Discussion in 'Taxes and Accounting' started by VIXTrader, Oct 18, 2014.

  1. What is the best course of action to limit the tax filing hassle for people who actively trade options?

    Assumptions:

    - US citizen, but non US resident (working overseas)
    - Living overseas, but trading entirely on US exchanges (S&P, VIX, VXX, etc)
    - making about 50 option trades per month
    - Income off these trades is relatively small compared to their full time employment salary


    Do they literally have to track every single trade transaction? That's a huge undertaking. Is it good enough to just attach a print out of all trades, from Interactive Brokers for example?

    What do they do about wash sale rules?

    Do wash sale rules on options still apply if the new contract is for the next month expiry? Is that considered a "materially different" security?

    Should they try to apply for "trader" status?

    Should they make the Mark to Market election?



    Thanks in advance to anyone who can help answer some of these questions.
     
  2. xandman

    xandman

    You are nowhere close to needing to file Tax trader status. If you want to bone up on the subject. Here is a known authority and member of this forum.

    http://www.greentradertax.com/

    For most people, this is the only thing you need to read:

    http://www.irs.gov/pub/irs-pdf/p550.pdf

    Yes, they want to see every transaction. To simplify your life, close the books at the end of the year and go flat. Have your broker tax file processed by:

    https://www.form8949.com/turbotaxactivetradersolution2013.html.

    When you find the Holy Grail and/or leave your employer, hiring Robert Green for tax advice/preparation will be chump change.
     
  3. xyannix

    xyannix

  4. Note that the 'wash sale' rule no longer applies if you eventually sell the stock or option that you rebought and another 30 days passes before the end of the year.
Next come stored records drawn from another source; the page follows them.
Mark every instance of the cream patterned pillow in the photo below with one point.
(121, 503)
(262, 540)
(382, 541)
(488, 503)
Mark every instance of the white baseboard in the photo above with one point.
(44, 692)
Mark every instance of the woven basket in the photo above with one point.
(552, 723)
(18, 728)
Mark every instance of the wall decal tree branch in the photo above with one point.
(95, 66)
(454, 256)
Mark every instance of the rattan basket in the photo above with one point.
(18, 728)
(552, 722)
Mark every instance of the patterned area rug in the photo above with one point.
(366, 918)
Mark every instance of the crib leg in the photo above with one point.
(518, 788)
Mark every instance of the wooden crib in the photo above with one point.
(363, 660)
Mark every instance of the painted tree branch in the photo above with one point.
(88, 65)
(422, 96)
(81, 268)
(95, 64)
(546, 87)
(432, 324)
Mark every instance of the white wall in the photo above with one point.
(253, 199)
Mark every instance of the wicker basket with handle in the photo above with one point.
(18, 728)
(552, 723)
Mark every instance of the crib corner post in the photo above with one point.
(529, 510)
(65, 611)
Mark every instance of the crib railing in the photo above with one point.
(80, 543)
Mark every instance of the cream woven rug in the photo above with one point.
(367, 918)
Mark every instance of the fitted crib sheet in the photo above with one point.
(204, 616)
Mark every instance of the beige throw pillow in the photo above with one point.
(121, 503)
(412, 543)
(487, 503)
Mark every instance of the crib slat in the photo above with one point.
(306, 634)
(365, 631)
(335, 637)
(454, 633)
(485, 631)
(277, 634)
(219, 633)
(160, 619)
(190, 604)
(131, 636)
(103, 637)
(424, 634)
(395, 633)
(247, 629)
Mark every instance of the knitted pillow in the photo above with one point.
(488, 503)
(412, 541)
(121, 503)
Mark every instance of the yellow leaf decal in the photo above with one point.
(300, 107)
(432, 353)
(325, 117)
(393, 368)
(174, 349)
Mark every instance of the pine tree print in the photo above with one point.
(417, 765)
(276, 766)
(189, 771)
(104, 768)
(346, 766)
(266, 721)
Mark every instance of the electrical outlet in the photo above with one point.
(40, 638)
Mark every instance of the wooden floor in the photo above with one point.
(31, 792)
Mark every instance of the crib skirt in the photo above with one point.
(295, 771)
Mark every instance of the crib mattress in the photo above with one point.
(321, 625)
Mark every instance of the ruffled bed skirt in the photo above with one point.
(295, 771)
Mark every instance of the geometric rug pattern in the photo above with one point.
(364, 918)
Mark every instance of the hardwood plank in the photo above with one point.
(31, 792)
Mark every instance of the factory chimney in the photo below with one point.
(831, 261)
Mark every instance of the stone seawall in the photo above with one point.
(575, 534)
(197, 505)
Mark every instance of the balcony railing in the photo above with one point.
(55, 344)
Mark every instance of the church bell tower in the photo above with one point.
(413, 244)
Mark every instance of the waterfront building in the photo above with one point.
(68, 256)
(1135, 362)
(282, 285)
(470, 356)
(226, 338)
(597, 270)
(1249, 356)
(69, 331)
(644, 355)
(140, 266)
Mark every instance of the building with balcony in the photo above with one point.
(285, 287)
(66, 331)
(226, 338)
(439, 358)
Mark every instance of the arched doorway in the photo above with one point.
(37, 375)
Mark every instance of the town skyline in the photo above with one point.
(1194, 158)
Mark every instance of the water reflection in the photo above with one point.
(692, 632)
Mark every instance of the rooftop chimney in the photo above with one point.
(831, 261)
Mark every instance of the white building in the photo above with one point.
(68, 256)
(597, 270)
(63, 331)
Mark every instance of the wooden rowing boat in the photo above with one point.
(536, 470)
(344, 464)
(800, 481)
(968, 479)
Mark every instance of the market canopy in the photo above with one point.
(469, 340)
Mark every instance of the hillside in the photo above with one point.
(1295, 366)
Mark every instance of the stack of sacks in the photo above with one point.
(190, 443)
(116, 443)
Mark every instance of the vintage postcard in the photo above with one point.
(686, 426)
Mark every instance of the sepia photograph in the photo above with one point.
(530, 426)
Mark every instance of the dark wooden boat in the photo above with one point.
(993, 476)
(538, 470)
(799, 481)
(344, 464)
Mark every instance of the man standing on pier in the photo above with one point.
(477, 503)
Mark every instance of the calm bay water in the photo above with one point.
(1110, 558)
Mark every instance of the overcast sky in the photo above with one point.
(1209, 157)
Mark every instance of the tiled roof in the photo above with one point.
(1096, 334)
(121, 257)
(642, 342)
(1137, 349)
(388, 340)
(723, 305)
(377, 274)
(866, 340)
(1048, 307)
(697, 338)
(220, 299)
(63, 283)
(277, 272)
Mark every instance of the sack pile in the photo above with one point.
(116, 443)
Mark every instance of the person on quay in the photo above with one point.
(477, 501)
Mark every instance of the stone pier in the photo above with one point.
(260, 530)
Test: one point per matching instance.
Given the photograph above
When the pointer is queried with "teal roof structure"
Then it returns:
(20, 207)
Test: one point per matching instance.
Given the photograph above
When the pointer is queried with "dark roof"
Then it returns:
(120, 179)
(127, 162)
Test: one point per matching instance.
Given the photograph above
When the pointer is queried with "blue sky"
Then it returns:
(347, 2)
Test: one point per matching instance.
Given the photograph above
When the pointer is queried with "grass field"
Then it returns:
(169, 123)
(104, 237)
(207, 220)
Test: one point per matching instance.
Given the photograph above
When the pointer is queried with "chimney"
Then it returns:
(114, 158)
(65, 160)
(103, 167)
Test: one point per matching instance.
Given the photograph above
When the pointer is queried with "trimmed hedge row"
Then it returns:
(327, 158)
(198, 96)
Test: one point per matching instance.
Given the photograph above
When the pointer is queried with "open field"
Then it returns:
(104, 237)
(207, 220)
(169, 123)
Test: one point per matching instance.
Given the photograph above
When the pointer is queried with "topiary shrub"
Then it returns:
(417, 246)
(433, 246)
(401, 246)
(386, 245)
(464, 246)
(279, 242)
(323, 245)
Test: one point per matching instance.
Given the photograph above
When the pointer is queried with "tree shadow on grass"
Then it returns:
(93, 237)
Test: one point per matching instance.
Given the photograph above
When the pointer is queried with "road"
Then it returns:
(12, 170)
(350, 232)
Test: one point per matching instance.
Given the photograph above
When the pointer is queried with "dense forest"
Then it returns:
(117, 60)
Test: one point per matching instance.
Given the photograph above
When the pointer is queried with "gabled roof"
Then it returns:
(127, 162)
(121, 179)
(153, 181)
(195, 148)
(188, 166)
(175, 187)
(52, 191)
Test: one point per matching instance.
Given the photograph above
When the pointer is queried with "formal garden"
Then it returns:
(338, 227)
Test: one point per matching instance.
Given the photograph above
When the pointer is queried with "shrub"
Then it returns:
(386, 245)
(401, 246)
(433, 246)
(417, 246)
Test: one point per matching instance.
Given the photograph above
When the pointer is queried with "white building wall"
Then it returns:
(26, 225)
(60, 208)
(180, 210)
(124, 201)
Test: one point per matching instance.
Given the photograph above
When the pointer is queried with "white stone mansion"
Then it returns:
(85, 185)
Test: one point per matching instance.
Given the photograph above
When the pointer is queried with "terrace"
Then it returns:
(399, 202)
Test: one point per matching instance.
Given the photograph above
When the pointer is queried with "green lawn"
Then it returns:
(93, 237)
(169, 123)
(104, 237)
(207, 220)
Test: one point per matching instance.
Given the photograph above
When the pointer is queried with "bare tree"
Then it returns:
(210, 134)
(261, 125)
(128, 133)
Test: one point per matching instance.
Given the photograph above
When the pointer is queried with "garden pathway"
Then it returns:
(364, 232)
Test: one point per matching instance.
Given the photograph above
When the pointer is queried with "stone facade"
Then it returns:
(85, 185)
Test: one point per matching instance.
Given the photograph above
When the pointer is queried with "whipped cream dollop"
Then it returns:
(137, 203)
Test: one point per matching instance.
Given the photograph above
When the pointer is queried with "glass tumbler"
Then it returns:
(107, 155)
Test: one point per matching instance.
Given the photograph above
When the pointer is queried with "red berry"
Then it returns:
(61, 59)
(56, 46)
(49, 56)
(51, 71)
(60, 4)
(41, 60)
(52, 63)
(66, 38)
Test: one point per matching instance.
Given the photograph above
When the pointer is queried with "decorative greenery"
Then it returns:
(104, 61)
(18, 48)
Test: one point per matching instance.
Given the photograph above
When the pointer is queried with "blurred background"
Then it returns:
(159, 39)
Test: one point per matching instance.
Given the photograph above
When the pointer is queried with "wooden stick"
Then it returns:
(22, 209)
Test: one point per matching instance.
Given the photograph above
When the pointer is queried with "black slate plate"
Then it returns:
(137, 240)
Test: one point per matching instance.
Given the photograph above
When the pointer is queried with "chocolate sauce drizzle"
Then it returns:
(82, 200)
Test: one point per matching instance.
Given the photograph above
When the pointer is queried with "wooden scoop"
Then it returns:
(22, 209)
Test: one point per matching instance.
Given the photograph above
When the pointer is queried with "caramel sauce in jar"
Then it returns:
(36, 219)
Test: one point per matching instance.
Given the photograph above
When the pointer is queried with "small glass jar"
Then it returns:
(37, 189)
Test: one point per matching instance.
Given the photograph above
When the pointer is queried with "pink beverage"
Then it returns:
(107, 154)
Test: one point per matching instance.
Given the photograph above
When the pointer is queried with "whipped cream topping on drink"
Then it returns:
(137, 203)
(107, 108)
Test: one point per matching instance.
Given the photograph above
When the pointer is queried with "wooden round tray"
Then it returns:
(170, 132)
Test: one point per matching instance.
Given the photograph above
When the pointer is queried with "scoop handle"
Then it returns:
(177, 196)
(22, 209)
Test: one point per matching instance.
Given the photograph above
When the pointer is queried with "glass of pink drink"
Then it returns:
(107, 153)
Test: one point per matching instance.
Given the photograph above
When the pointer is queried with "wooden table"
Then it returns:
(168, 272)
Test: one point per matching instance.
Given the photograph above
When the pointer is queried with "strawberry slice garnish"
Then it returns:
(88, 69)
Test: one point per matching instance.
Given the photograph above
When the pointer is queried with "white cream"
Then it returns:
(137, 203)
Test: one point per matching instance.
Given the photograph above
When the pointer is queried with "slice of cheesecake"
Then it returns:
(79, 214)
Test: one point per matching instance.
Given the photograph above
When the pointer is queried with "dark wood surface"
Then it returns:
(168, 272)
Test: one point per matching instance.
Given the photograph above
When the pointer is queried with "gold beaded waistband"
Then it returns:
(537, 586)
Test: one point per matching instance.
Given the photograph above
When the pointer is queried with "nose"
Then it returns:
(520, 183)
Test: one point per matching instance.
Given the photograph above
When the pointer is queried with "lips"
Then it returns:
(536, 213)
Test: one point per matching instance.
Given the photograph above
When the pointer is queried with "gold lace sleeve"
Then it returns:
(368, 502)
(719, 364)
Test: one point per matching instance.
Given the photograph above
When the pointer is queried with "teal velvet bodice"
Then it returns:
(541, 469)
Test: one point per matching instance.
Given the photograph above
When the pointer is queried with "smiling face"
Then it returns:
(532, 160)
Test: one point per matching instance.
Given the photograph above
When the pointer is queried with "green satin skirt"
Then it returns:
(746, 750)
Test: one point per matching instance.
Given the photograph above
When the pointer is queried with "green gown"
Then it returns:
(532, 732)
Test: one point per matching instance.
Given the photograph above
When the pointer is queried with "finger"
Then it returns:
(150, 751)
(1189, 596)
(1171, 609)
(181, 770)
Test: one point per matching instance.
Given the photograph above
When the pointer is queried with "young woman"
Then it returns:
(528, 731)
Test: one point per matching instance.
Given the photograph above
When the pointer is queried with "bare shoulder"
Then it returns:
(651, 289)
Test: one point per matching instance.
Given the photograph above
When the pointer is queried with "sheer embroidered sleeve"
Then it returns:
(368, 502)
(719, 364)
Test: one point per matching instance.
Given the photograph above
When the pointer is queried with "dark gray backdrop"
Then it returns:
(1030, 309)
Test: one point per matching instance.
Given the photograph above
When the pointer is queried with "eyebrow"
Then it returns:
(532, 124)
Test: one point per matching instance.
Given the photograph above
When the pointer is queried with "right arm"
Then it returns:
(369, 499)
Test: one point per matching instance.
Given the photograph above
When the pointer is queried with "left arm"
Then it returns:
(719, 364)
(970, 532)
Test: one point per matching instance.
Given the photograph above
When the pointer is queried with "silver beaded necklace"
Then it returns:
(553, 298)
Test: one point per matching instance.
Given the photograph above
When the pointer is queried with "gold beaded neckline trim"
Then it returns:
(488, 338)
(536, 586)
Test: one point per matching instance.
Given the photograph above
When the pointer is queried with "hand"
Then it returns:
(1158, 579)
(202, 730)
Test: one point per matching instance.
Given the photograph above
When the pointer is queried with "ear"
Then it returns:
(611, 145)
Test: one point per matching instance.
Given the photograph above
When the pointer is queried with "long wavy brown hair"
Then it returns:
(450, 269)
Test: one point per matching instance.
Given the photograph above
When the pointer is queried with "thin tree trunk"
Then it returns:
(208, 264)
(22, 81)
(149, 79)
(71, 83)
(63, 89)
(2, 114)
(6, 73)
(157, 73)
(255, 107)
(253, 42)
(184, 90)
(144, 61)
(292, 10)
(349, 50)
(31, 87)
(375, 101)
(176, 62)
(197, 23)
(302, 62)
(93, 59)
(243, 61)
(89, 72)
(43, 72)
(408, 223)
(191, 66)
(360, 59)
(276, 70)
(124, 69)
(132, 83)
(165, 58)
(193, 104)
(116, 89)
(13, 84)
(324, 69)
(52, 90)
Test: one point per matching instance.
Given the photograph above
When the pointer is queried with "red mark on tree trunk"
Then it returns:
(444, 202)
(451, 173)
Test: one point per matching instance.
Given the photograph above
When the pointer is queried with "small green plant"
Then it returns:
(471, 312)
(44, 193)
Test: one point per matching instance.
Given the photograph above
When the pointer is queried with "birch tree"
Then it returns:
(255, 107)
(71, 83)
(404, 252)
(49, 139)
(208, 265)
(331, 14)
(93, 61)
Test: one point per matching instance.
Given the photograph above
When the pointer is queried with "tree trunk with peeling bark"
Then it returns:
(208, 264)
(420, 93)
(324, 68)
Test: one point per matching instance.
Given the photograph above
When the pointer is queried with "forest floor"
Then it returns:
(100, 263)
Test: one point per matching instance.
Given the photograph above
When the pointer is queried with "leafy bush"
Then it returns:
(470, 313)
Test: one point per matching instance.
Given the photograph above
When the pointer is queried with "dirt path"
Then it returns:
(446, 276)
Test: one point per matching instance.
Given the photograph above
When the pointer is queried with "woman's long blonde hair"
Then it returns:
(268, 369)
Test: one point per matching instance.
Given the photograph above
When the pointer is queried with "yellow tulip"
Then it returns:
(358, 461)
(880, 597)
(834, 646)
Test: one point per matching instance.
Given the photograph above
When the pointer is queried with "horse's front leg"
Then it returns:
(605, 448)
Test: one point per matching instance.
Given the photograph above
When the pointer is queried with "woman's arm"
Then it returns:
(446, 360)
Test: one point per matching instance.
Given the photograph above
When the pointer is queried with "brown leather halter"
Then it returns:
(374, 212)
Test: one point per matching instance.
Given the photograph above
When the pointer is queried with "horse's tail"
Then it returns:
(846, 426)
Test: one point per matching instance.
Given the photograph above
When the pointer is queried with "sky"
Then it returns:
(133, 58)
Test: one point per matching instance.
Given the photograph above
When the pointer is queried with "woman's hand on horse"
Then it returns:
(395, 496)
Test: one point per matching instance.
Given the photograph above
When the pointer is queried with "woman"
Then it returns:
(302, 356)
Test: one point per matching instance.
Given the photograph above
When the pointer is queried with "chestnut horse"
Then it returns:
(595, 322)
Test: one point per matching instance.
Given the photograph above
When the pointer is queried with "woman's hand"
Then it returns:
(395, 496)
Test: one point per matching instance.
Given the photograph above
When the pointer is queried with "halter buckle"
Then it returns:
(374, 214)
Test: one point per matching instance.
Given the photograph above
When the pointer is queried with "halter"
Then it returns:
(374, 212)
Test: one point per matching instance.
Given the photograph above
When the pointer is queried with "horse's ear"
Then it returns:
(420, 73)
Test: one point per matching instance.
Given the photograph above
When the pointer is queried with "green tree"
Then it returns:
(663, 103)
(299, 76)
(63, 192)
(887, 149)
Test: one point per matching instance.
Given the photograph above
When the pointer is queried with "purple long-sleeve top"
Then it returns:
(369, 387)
For example:

    1. You buy XYZ in 2014
    2. You sell XYZ for a loss in 2014
    3. Before 30 days passes, you buy XYZ again (wash sale rule begins applying now because you didn't wait 30 days)
    4. You sell XYZ again (another 30 day clock begins ticking... see comment below)

    If you do not buy XYZ yet again and 30 more days pass (and it's still 2014) you can then claim whatever overall loss you incurred from the above trading on your 2014 tax return.